In the era of innovation and advanced biotechnology, precision medicine has emerged as a transformative approach to healthcare. By leveraging cutting-edge technologies and personalized therapies, it holds immense promise for improving outcomes in cancer patients.
In this scenario, balancing survival and quality of life in interventional oncology involves careful consideration of treatment options, potential side effects, and individual patient goals. It’s about optimizing outcomes while minimizing the impact of treatment on daily life. This might involve a multidisciplinary approach, tailored to each patient’s needs and preferences, to achieve the best possible balance between prolonging life and maintaining its quality.
Quality of life and treatment selection
The term “quality of life” is a complex concept with many diverse facets and components. The standard QoL questionnaires measure the presence or absence of specific symptoms or overall general health without taking into account the patients’ beliefs or attitudes toward treatment and intervention outcomes. Patients with cancer face difficult decisions regarding treatment and the possibility of trading quality of life. Decision making in a cancer setting can be a difficult process due to its multifaceted nature, influenced by patients’ outlook and beliefs, as well as their previous experiences, so that involvement of onco-psychologists should be mandatory in multidisciplinary tumour boards to enhance the uptake of psychosocial aspects in treatment decisions.
In cancer patients, quality of life is often assessed using parameters such as pain levels, physical function, emotional well-being, and overall satisfaction with treatment outcomes. These parameters help clinicians gauge the impact of interventional procedures on patients’ daily lives and overall well-being. Additionally, factors like treatment side effects, recovery time, and ability to perform activities of daily life are also mandatory when selecting treatment options. As a matter of fact, chemotherapy as a salvage treatment or administered before or after surgery, can have a significant impact on the quality of life of oncological patients, leading to decreased physical functioning as well as overall discomfort for patients. Some chemotherapy drugs can also affect cognitive abilities, which includes problems with memory, concentration, and decision-making.
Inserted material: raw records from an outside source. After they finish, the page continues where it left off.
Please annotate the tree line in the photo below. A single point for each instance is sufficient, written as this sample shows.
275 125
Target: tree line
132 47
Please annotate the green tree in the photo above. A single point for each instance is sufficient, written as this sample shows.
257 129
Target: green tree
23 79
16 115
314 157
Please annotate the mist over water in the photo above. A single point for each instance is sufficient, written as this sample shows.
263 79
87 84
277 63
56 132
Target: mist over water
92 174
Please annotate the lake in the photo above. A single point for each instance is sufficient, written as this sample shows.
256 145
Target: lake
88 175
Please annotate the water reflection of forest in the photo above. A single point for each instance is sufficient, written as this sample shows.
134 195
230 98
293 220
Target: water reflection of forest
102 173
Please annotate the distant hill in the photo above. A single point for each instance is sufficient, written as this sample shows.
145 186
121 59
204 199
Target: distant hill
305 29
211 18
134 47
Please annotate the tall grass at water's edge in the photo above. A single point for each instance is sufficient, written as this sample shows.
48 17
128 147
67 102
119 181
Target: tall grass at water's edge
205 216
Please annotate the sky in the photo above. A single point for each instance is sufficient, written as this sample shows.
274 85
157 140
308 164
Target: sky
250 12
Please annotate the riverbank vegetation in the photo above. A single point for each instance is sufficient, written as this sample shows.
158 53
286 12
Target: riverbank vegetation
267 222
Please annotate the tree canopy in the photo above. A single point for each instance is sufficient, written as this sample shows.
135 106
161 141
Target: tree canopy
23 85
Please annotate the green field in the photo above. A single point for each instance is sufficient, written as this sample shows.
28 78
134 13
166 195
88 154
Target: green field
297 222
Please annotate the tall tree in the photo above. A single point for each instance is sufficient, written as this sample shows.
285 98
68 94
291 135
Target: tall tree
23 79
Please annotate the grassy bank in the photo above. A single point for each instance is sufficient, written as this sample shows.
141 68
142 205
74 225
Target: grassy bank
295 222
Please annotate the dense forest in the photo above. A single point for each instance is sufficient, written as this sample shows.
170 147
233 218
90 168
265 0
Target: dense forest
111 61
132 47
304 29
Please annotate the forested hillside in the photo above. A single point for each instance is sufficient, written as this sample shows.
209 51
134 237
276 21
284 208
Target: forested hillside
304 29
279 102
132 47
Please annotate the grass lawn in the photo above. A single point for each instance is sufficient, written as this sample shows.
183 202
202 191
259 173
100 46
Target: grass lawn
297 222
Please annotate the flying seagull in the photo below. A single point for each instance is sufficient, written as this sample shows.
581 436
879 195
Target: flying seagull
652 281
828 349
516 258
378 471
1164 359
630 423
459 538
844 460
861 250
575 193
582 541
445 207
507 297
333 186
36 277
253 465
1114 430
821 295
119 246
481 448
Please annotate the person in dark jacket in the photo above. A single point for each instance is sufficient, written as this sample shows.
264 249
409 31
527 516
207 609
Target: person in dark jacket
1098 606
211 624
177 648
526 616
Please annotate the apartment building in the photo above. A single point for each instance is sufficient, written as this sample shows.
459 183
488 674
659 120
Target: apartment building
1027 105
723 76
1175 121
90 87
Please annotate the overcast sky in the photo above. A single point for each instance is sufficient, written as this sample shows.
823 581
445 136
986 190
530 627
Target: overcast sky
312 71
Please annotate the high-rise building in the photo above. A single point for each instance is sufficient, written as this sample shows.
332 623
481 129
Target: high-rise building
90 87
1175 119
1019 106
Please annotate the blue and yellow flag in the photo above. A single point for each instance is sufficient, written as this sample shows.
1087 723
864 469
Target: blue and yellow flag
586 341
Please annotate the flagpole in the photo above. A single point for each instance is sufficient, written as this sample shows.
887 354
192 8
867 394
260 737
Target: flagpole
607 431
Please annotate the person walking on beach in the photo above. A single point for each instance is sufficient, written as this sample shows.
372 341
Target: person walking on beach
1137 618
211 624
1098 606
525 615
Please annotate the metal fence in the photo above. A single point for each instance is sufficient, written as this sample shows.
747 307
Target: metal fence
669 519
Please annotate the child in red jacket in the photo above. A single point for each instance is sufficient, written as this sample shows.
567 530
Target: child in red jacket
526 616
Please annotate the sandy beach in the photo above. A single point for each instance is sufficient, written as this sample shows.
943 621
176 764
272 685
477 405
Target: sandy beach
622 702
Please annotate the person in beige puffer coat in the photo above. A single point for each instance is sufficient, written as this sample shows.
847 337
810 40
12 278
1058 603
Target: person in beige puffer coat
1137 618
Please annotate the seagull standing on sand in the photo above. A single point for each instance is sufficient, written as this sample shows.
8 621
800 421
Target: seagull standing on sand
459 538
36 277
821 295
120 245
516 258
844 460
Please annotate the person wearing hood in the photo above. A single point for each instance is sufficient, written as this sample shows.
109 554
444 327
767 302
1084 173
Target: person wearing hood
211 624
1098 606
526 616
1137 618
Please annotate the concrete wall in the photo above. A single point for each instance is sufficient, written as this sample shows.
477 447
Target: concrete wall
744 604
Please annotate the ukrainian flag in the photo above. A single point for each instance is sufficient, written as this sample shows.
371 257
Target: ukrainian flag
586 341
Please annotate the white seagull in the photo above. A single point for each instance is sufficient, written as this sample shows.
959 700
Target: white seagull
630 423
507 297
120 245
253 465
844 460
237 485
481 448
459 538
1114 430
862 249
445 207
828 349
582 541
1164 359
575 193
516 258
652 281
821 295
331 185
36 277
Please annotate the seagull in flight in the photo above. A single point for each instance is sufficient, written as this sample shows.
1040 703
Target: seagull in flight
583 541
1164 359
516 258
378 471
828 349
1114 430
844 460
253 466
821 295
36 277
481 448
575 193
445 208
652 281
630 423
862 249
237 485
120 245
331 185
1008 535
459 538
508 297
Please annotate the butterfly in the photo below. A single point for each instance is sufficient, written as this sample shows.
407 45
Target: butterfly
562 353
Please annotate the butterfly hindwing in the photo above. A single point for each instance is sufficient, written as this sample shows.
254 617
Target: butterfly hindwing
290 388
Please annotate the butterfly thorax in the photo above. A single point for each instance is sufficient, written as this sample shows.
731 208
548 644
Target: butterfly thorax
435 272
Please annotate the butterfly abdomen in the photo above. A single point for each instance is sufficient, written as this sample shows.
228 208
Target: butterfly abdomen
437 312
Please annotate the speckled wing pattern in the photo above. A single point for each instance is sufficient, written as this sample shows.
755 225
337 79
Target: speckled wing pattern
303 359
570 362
Quality of life and interventional oncology
Interventional oncology offers a less invasive, targeted, and adaptable approach in cancer treatment, providing patients with effective options that prioritize both treatment efficacy and quality of life. In detail, interventional locoregional procedures are often minimally invasive, leading to shorter hospital stays, faster recovery times, and reduced risk of complications, with a low side effects rate, enhancing treatment efficacy. They can also be repeated if necessary, offering flexibility in treatment and allowing for adjustments based on tumour response and disease progression. Some interventional procedures can be performed on an outpatient or daycare basis, allowing patients to return home the same day and resume their normal activities more quickly.
Quality of life and IO in palliative settings
These advantages are very critical and are a game-changer in palliative approaches, as well as intensification or consolidation strategies, aiming at maximizing the effectiveness of locoregional treatments, in controlling cancer locally or regionally. These intensification and consolidation strategies are often tailored to the individual patient’s disease characteristics, treatment response, and overall health status, with the goal of maximizing treatment efficacy while minimizing side effects and improving long-term outcomes.
Recent literature demonstrated that locoregional interventions can maximize symptom-free intervals while minimizing current symptomatology also in patients with advanced primary or secondary hepatic malignancies. The SARAH trial – a comparison between radioembolization and sorafenib in unresectable HCC – found no significant difference in overall survival between the two treatment groups. However, radioembolization was associated with fewer severe adverse events and better quality of life compared to sorafenib. Similar results were also obtained in the SIRveNIB trial and in other studies performed in mixed cohorts of patients. In detail, in CIRT-FR, which assessed QoL in 200 patients with a combination of primary and secondary hepatic lesions, the majority of which reported as palliative intent (79%), it was confirmed that radioembolization allows patients to maintain their QoL.
Furthermore, electrochemotherapy (ECT) is usually applied in palliative settings for the treatment of patients with unresectable tumours to relieve pain and ameliorate quality of life. In most cases, it is used in the treatment of advanced stages of neoplasia when radical surgical treatment is not possible (eg, due to lesion location, size, and/or number), allowing treating tumour nodules in the proximity of important structures like vessels and nerves, as the treatment does not involve tissue heating. Overall, the safety profile of electrochemotherapy is favourable.
Conclusions
Quality of life is an important factor in treatment selection for all cancer patients. In multiple studies, locoregional treatments have shown the ability to maintain or improve quality of life in patients with advanced tumours. These advantages should be considered in the multidisciplinary care of patients in order to offer the right treatment option, balancing overall survival and quality of life.